Hatchet: What can we learn from uncovering answers about the past? How does that help current society or even the contemporary individual?
Bradley: The most fundamental questions: “Who am I?” “How and why do I differ from other people?” “From other animals?” These are questions about our short-term population history and our long-term evolutionary history. My projects are small-scale case studies in trying to get some answers. On a more practical note, genetics is a major aspect of modern medicine, and medical genetics is based on human evolutionary and population genetics. There is a reason med schools are requiring course work in evolutionary biology.

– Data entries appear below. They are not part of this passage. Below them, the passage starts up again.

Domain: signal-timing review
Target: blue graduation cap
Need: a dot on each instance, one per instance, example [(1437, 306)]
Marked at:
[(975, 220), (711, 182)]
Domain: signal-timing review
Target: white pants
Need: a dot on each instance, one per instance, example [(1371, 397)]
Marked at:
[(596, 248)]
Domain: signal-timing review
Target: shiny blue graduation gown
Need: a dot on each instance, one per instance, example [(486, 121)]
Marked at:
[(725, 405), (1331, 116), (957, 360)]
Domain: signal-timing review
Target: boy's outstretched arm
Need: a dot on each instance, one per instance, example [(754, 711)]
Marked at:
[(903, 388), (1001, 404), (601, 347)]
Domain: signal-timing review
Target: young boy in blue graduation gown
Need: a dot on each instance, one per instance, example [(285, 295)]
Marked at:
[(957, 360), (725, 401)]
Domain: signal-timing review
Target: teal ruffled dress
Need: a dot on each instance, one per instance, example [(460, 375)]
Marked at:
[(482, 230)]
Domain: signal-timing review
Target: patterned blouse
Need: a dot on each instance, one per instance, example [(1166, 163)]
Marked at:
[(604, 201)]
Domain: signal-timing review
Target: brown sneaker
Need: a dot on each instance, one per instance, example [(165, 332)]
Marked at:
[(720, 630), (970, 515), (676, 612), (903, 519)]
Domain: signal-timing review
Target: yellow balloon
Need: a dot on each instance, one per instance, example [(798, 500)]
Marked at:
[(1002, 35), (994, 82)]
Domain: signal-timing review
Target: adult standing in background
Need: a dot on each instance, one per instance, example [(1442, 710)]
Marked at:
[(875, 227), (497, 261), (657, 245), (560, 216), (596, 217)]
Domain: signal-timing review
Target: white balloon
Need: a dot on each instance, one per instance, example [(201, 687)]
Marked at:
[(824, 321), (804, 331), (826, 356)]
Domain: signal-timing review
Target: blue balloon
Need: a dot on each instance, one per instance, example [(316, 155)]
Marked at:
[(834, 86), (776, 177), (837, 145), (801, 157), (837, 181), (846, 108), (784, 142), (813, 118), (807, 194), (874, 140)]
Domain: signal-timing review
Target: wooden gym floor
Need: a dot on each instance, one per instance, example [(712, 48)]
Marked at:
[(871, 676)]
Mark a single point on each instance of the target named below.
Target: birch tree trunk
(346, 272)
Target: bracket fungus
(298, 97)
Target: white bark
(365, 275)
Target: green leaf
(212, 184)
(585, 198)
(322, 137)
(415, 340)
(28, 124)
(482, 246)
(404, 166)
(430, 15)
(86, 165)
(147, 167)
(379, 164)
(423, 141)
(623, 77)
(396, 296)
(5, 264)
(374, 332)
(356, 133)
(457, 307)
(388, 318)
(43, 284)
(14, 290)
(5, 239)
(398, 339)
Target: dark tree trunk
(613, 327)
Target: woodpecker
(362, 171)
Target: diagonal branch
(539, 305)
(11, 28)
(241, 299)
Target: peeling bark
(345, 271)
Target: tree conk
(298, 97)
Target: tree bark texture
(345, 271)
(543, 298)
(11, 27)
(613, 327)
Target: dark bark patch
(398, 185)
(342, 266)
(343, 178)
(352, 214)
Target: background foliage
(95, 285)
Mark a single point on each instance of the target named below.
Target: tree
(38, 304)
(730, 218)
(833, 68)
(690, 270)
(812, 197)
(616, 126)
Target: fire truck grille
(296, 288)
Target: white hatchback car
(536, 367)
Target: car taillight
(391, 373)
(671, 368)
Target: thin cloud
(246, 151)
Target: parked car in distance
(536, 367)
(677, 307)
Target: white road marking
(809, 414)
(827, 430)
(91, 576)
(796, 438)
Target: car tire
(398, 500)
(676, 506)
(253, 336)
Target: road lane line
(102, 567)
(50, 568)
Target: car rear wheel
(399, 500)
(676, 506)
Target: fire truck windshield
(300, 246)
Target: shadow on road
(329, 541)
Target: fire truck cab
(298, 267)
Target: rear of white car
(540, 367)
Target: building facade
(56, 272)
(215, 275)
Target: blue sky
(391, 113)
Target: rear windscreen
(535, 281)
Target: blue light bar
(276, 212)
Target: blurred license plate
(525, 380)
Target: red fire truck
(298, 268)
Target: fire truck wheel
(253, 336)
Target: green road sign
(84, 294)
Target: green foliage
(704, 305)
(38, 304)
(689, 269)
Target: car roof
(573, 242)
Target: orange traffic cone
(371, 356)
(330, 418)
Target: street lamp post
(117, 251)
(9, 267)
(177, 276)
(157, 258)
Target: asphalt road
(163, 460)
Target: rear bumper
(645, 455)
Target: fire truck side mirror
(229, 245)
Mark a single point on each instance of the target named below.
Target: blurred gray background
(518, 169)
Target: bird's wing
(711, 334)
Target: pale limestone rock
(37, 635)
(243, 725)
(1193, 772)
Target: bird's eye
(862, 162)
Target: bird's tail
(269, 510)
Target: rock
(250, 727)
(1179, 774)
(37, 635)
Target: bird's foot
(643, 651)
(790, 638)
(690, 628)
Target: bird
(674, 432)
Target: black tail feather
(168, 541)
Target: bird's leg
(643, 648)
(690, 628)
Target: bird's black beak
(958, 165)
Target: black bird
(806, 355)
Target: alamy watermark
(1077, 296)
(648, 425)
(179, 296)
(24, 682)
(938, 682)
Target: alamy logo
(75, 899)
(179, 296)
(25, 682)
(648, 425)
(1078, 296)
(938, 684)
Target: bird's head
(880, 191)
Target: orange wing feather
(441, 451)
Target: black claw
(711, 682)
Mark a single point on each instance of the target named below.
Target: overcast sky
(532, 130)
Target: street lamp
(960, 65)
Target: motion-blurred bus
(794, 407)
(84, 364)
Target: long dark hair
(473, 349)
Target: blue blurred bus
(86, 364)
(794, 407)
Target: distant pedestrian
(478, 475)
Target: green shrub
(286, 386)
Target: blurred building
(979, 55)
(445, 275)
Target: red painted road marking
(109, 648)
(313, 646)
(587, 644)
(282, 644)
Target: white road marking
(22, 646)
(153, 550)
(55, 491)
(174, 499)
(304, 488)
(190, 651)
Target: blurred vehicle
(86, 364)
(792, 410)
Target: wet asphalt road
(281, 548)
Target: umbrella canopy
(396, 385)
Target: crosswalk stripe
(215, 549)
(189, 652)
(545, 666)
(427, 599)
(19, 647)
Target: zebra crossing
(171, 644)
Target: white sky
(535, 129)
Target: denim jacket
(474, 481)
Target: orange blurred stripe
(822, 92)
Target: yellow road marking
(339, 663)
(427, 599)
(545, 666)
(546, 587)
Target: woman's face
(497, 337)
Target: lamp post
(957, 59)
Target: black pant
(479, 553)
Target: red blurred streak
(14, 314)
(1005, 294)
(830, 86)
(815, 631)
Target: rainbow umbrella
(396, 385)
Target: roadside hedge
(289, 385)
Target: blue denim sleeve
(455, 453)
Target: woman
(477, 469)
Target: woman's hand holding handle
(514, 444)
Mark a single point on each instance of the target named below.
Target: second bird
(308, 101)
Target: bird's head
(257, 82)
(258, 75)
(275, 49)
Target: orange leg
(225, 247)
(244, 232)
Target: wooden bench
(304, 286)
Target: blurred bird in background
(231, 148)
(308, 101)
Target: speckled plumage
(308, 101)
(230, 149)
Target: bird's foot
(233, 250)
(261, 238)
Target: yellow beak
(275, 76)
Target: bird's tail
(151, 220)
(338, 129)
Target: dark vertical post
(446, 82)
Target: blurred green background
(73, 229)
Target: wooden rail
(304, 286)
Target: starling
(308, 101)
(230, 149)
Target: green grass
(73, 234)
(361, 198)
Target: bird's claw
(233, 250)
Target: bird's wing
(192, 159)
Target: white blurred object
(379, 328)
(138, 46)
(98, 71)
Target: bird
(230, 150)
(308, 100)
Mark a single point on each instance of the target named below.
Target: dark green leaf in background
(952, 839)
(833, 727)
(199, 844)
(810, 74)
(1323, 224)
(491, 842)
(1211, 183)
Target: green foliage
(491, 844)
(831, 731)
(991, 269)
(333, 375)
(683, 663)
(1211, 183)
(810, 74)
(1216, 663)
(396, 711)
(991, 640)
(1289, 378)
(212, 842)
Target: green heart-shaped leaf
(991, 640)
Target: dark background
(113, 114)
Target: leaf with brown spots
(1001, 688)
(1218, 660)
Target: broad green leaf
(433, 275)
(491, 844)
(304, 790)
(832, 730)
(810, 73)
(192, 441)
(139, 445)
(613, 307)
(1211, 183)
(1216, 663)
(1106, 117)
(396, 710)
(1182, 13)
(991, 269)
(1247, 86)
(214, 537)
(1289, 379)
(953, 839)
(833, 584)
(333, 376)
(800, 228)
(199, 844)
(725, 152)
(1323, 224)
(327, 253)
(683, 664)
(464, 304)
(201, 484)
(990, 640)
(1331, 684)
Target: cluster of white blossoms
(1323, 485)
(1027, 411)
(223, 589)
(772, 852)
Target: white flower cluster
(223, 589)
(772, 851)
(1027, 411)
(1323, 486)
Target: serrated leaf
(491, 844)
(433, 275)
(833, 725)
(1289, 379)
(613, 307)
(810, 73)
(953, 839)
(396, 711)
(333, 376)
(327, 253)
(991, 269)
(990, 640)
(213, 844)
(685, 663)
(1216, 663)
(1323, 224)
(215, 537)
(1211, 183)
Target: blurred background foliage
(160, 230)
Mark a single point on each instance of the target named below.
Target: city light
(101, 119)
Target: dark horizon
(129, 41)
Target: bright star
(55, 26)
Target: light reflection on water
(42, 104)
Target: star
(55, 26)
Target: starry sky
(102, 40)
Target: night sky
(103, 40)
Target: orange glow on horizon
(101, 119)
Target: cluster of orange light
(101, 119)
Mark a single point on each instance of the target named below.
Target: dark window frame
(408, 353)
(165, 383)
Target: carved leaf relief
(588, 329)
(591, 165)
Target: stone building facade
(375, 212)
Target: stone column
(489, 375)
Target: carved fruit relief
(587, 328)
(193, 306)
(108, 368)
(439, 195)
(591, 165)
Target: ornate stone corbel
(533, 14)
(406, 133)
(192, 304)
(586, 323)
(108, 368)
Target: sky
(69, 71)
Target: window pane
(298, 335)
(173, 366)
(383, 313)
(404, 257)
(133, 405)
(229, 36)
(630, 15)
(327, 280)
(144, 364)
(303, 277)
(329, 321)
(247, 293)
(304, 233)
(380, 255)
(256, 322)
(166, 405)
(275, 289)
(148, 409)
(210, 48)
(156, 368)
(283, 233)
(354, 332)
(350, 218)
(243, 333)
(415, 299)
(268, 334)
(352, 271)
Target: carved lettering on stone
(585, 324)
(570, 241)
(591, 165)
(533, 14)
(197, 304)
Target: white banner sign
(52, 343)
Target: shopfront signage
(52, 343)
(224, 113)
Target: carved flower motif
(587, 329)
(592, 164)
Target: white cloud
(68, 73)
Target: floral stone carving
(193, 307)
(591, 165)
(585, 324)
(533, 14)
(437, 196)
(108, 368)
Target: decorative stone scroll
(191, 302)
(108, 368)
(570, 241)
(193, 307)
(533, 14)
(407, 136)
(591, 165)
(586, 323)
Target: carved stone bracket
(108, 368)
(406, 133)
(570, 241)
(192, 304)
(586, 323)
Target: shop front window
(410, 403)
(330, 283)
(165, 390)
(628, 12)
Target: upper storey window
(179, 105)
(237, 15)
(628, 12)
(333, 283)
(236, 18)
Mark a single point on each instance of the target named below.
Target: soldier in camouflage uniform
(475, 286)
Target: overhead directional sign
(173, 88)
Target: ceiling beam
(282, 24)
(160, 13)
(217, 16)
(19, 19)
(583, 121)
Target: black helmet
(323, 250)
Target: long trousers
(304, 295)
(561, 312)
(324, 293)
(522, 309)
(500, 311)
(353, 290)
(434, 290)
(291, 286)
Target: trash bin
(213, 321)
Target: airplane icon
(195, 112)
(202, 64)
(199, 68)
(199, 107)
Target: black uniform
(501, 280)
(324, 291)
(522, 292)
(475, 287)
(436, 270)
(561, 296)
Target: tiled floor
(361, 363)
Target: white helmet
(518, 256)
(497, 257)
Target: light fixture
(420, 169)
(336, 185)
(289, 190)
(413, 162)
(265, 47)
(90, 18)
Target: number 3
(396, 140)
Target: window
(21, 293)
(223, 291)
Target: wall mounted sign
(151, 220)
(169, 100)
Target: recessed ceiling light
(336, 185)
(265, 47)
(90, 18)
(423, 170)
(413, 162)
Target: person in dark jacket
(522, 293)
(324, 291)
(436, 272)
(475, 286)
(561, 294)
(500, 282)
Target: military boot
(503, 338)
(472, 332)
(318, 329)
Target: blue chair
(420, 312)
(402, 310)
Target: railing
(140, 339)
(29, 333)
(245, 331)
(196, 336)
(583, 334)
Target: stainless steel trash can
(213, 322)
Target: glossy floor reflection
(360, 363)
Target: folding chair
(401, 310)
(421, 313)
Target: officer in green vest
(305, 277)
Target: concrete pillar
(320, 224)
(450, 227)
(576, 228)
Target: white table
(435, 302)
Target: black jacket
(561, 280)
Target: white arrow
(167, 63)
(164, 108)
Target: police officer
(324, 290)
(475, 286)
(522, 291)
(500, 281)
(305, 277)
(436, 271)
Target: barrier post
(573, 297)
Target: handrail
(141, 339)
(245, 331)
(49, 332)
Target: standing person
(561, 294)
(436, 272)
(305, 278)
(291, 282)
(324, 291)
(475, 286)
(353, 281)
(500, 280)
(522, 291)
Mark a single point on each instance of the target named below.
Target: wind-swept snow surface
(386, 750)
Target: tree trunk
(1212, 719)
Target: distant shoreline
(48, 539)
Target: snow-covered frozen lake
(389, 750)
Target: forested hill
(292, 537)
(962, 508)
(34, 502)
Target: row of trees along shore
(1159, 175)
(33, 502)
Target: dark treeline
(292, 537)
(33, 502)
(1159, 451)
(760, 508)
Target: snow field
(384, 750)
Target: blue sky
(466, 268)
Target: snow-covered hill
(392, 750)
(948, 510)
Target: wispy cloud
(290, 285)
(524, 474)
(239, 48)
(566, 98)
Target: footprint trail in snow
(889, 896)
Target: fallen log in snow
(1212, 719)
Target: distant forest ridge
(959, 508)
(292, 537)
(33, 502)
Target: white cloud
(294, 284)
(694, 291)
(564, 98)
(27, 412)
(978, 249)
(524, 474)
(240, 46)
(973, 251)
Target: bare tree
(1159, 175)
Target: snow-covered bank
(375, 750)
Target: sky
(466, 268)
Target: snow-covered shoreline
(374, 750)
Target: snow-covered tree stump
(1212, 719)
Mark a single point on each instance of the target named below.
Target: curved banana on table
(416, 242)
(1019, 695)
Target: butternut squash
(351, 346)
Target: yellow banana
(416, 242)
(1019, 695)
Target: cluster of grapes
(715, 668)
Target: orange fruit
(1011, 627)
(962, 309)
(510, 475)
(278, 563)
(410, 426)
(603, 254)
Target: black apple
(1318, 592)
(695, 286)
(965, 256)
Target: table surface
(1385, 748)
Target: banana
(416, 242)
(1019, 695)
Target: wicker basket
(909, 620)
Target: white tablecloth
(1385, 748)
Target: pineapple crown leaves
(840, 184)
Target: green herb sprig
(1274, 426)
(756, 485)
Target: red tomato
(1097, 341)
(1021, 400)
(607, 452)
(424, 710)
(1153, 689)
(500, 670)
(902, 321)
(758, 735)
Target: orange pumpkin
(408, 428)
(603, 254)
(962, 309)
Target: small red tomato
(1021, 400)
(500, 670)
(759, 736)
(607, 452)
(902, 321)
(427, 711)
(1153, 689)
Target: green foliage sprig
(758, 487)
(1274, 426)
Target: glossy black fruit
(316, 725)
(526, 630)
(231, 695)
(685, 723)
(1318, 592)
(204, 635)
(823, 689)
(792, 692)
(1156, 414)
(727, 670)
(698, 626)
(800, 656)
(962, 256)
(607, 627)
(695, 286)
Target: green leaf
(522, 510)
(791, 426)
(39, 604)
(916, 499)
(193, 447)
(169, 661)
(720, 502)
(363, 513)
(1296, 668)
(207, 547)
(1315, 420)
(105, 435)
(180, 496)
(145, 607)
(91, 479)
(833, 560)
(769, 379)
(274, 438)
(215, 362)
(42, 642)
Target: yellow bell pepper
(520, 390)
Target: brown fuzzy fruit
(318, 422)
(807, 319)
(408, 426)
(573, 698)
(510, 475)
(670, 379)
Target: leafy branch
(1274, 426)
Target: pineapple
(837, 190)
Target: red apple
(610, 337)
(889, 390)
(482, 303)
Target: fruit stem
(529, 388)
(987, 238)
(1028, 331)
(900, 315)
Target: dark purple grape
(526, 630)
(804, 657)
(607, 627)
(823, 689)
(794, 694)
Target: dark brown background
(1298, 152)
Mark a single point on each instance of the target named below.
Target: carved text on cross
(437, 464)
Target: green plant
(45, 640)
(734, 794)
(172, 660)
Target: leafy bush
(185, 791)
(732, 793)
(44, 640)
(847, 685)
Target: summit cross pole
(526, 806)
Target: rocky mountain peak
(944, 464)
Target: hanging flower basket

Hatchet: What’s a story about all of this that you’d want to tell your grandkids?
Bradley: Oh, no grandkids for me please. But my students are, in a way, my academic contribution to the next generation. And I think they share with me an appreciation for field work. Most of the daily work in my lab focuses on molecules. And genomic technology is advancing rapidly: We can generate a lot of genetic data very quickly. But all those DNA sequences are meaningless without an appreciation of the biological context, the environment in which individuals and populations live and evolve. Most of my students combine lab work and field work – and they’re the ones with the good stories.